From the preponderance of evidence, it is likely true that health workers often start smoking before undertaking their training, and do so for many of the same reasons other young people somoke. And being a medical practitioner can also be very stressful, so this likely has a role to play too.
The reason they don’t quit is also the same for the general population. Quitting smoking is very challenging, and combined with a stressful work environment, this explains why their medical education doesn’t lead all doctors and nurses to quit.
There are ethical and professional issues relating to smoking by doctors and other health workers. For ethical issues, the most obvious is that it could be seen as hypocritical.
A doctor smoking is seen by some people as undermining their credibility when telling patients about the dangers of smoking and why they should quit. It could also be seen as “sending the wrong message” to patients who see doctors or nurses smoking.
Whether for ethical reasons, professional reasons or for the multitude of health benefits that come from quitting smoking, doctors and health workers should be encouraged to quit smoking.
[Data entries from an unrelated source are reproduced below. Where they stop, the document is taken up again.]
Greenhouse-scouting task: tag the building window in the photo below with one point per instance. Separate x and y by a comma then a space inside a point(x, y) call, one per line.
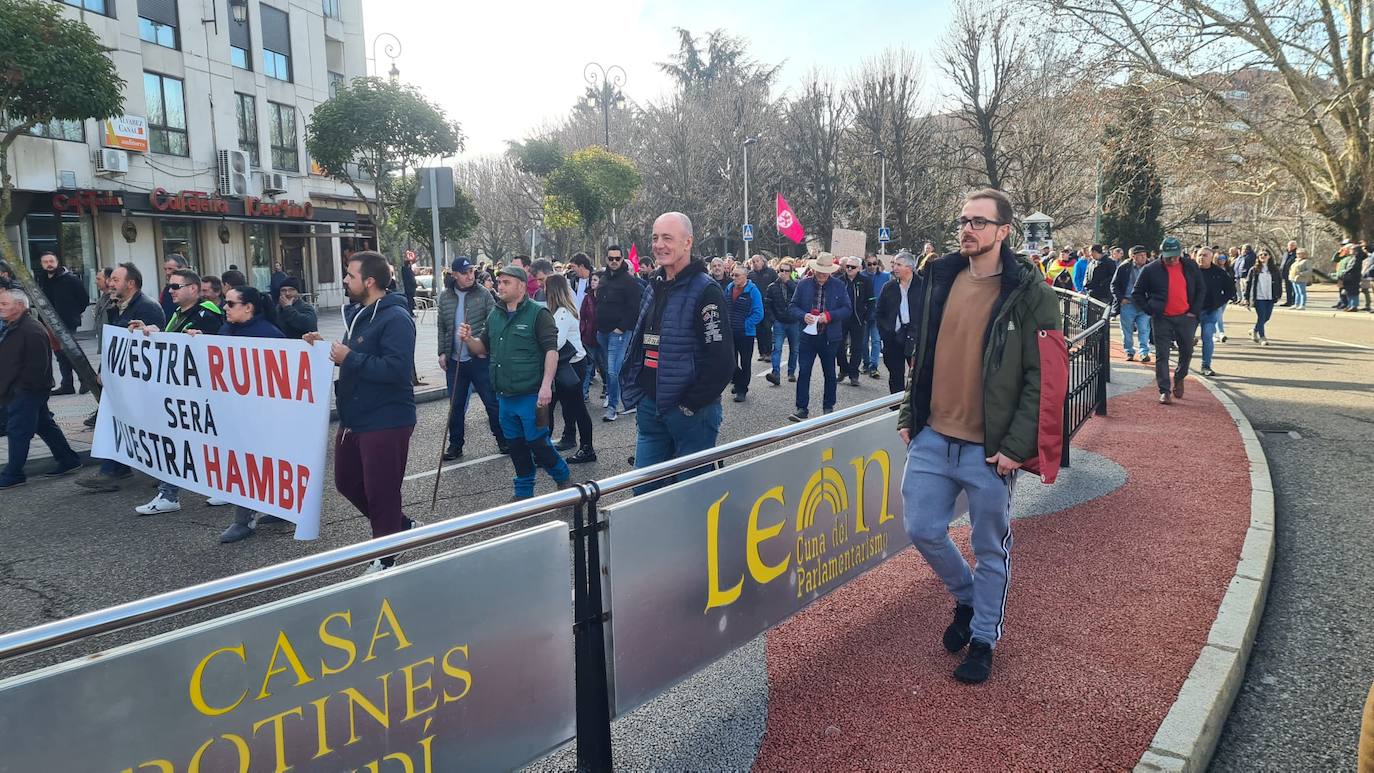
point(179, 238)
point(241, 43)
point(98, 6)
point(165, 105)
point(246, 109)
point(157, 22)
point(285, 155)
point(276, 43)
Having first-hand experience with the quitting process also enables them to give more insight and advice to patients attempting to quit smoking.
Doctors can quit smoking using the same methods as everybody else, but they have the benefit of not only understanding the importance of quitting, but also having better access to medications to help with quitting smoking.
The more doctors and other health workers quit, the healthier medical professionals will be, and the more they will be encouraged to help their patients do the same.
The damage caused by tobacco is unacceptable and national and state support is needed to work towards a Nigeria, indeed, a world essentially free from the sale of tobacco products. A tobacco-free world where nearly nobody of the world’s adult population use tobacco, is socially desirable, technically feasible, and could become politically practical.